What Is a High Voltage Generator?
A high voltage generator is a device that converts low voltage AC current received from the power company into high voltage AC or DC current.
The electricity itself transmitted from the power company is high voltage, such as 6.6kV or 33kV, but is converted to low voltage, such as 200V or 400V, for safety reasons at the end of actual use of the electricity.
When using equipment that requires high voltage for operation or conducting tests using high voltage, it is necessary to convert from such low voltage to high voltage.
There are several types of high voltage generators for different applications, each with different voltage characteristics and ranges.
The lineup varies from manufacturer to manufacturer but includes DC high voltage stabilized power supplies, withstand voltage testing/insulation breakdown devices, impulse voltage generators, high voltage pulse generators, and high voltage testing devices.
Uses of High Voltage Generators
Uses of high voltage generators vary according to the characteristics of the device, but
- Coating of various parts such as car frames and construction materials using DC high voltage
- Withstand voltage, dielectric breakdown, and impulse testing of electric wires and other industrial electrical equipment
- Surface treatment of metals, plastics, and other materials by repeatedly generating high voltages
- Sewage treatment using underwater plasma
- Lightning strike and lightning surge tests by generating simulated lightning
- High-voltage practical training and evaluation testing at technical high schools, universities, and other qualifying schools
The following is a list of examples.
Principles of High Voltage Generators
High voltage generators use electronic circuits with an amplification function, called amplification circuits, to convert low voltage to high voltage.
An amplifier circuit is an electronic circuit that produces an output signal of greater energy than the input signal and consists of a capacitor and components such as resistors and diodes.
A typical example is the Cockcroft-Walton circuit.
Cockcroft-Walton circuits are used when a relatively low-current, high-voltage power supply is required, and can create voltages as high as several 10 V to several million V.
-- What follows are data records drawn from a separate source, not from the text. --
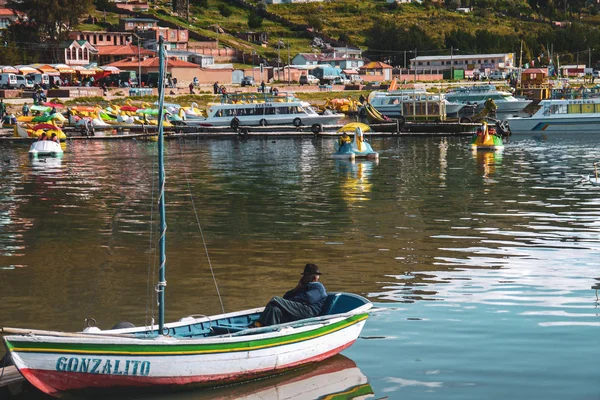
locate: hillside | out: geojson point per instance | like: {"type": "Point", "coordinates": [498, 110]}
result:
{"type": "Point", "coordinates": [385, 32]}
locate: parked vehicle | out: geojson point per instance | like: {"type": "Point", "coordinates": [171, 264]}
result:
{"type": "Point", "coordinates": [41, 79]}
{"type": "Point", "coordinates": [23, 82]}
{"type": "Point", "coordinates": [309, 80]}
{"type": "Point", "coordinates": [8, 81]}
{"type": "Point", "coordinates": [341, 80]}
{"type": "Point", "coordinates": [248, 81]}
{"type": "Point", "coordinates": [498, 75]}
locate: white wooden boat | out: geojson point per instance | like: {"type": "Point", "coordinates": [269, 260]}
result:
{"type": "Point", "coordinates": [555, 116]}
{"type": "Point", "coordinates": [264, 110]}
{"type": "Point", "coordinates": [479, 94]}
{"type": "Point", "coordinates": [45, 148]}
{"type": "Point", "coordinates": [414, 104]}
{"type": "Point", "coordinates": [193, 351]}
{"type": "Point", "coordinates": [337, 378]}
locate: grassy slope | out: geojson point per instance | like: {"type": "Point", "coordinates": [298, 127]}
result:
{"type": "Point", "coordinates": [351, 17]}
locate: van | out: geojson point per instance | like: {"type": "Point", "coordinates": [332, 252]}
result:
{"type": "Point", "coordinates": [498, 75]}
{"type": "Point", "coordinates": [41, 79]}
{"type": "Point", "coordinates": [8, 81]}
{"type": "Point", "coordinates": [24, 83]}
{"type": "Point", "coordinates": [309, 80]}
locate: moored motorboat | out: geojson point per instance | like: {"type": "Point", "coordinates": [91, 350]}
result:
{"type": "Point", "coordinates": [479, 94]}
{"type": "Point", "coordinates": [556, 116]}
{"type": "Point", "coordinates": [196, 350]}
{"type": "Point", "coordinates": [45, 148]}
{"type": "Point", "coordinates": [268, 110]}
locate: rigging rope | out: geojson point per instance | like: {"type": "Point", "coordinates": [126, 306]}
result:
{"type": "Point", "coordinates": [151, 259]}
{"type": "Point", "coordinates": [212, 272]}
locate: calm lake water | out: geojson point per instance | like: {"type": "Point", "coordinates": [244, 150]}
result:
{"type": "Point", "coordinates": [481, 266]}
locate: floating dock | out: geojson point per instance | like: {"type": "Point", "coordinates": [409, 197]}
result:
{"type": "Point", "coordinates": [118, 132]}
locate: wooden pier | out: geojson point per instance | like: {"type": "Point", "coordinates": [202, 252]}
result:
{"type": "Point", "coordinates": [141, 132]}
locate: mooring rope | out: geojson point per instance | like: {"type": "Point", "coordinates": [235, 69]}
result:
{"type": "Point", "coordinates": [212, 272]}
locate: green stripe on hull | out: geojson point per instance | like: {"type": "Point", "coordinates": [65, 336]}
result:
{"type": "Point", "coordinates": [177, 349]}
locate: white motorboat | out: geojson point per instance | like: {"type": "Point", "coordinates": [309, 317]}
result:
{"type": "Point", "coordinates": [572, 115]}
{"type": "Point", "coordinates": [477, 95]}
{"type": "Point", "coordinates": [400, 102]}
{"type": "Point", "coordinates": [45, 148]}
{"type": "Point", "coordinates": [265, 110]}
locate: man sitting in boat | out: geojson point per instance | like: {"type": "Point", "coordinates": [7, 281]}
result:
{"type": "Point", "coordinates": [304, 301]}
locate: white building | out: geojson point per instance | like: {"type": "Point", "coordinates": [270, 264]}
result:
{"type": "Point", "coordinates": [489, 62]}
{"type": "Point", "coordinates": [291, 1]}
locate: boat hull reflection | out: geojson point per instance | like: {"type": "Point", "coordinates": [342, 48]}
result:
{"type": "Point", "coordinates": [335, 378]}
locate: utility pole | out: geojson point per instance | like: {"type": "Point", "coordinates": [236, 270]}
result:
{"type": "Point", "coordinates": [253, 53]}
{"type": "Point", "coordinates": [452, 63]}
{"type": "Point", "coordinates": [415, 66]}
{"type": "Point", "coordinates": [278, 57]}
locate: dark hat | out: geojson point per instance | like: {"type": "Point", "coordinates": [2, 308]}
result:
{"type": "Point", "coordinates": [311, 269]}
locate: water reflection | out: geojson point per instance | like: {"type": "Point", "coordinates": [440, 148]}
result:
{"type": "Point", "coordinates": [487, 161]}
{"type": "Point", "coordinates": [336, 378]}
{"type": "Point", "coordinates": [354, 179]}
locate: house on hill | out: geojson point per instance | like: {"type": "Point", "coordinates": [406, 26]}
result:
{"type": "Point", "coordinates": [78, 52]}
{"type": "Point", "coordinates": [254, 37]}
{"type": "Point", "coordinates": [182, 70]}
{"type": "Point", "coordinates": [330, 58]}
{"type": "Point", "coordinates": [111, 54]}
{"type": "Point", "coordinates": [376, 71]}
{"type": "Point", "coordinates": [99, 38]}
{"type": "Point", "coordinates": [131, 24]}
{"type": "Point", "coordinates": [8, 16]}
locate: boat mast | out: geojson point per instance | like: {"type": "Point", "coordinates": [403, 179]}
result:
{"type": "Point", "coordinates": [162, 283]}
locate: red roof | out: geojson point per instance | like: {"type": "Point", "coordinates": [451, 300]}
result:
{"type": "Point", "coordinates": [125, 50]}
{"type": "Point", "coordinates": [376, 65]}
{"type": "Point", "coordinates": [536, 71]}
{"type": "Point", "coordinates": [7, 12]}
{"type": "Point", "coordinates": [151, 62]}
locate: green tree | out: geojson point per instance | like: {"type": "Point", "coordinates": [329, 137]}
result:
{"type": "Point", "coordinates": [254, 20]}
{"type": "Point", "coordinates": [224, 10]}
{"type": "Point", "coordinates": [388, 40]}
{"type": "Point", "coordinates": [315, 21]}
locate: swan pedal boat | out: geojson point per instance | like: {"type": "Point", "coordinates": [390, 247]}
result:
{"type": "Point", "coordinates": [486, 139]}
{"type": "Point", "coordinates": [357, 148]}
{"type": "Point", "coordinates": [45, 148]}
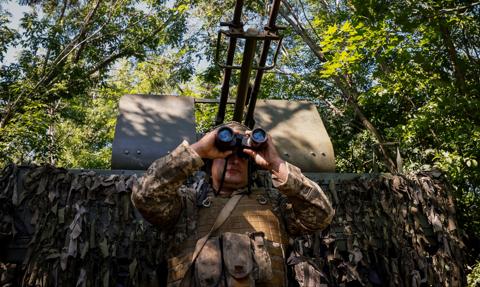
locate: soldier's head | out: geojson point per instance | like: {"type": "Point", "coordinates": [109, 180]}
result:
{"type": "Point", "coordinates": [236, 175]}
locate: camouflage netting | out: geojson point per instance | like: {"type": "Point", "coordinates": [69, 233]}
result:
{"type": "Point", "coordinates": [82, 230]}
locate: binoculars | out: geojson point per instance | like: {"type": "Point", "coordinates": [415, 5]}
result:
{"type": "Point", "coordinates": [226, 139]}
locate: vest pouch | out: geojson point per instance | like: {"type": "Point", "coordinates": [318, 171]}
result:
{"type": "Point", "coordinates": [237, 257]}
{"type": "Point", "coordinates": [263, 263]}
{"type": "Point", "coordinates": [208, 265]}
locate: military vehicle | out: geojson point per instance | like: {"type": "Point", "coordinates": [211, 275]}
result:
{"type": "Point", "coordinates": [78, 227]}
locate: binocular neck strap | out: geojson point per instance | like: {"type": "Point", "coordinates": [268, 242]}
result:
{"type": "Point", "coordinates": [223, 176]}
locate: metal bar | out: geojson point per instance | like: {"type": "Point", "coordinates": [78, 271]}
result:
{"type": "Point", "coordinates": [248, 55]}
{"type": "Point", "coordinates": [237, 14]}
{"type": "Point", "coordinates": [249, 120]}
{"type": "Point", "coordinates": [211, 101]}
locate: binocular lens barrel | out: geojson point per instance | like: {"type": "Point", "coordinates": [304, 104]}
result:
{"type": "Point", "coordinates": [225, 134]}
{"type": "Point", "coordinates": [259, 136]}
{"type": "Point", "coordinates": [227, 139]}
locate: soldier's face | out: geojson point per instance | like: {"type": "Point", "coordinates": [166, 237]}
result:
{"type": "Point", "coordinates": [236, 175]}
{"type": "Point", "coordinates": [237, 171]}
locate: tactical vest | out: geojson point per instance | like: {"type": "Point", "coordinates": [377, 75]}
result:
{"type": "Point", "coordinates": [252, 217]}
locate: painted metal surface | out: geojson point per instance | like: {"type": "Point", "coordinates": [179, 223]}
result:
{"type": "Point", "coordinates": [298, 132]}
{"type": "Point", "coordinates": [150, 126]}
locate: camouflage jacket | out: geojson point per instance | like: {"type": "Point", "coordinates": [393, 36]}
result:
{"type": "Point", "coordinates": [158, 194]}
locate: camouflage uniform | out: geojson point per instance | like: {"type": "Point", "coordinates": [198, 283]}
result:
{"type": "Point", "coordinates": [167, 196]}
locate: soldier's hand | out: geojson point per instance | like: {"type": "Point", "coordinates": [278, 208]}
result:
{"type": "Point", "coordinates": [206, 148]}
{"type": "Point", "coordinates": [268, 158]}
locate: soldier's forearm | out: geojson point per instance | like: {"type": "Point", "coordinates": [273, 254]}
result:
{"type": "Point", "coordinates": [155, 195]}
{"type": "Point", "coordinates": [311, 206]}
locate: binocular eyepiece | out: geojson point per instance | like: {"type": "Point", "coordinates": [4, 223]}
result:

The circuit is made up of a capacitor and a rectifier (either a bipolar vacuum tube or a semiconductor diode), and voltage amplification circuits made up of these components are stacked in a ladder-like fashion.
Because the circuit components are simple, they are lightweight and inexpensive compared to transformers.
In an amplifier circuit, when a voltage is applied, a capacitor upstream is charged to a maximum peak value of the input value.
The downstream pole plate then has a potential equal to the sum of this capacitor and the voltage of the power supply.
Because of the rectifier, no current flows through the reverse bias, and as current flows through the forward bias to the next capacitor, the next capacitor is charged to its potential.
By repeating this process, the capacitors are charged in sequence and the potential gradually increases.
Discharging in series in this state produces a high voltage output.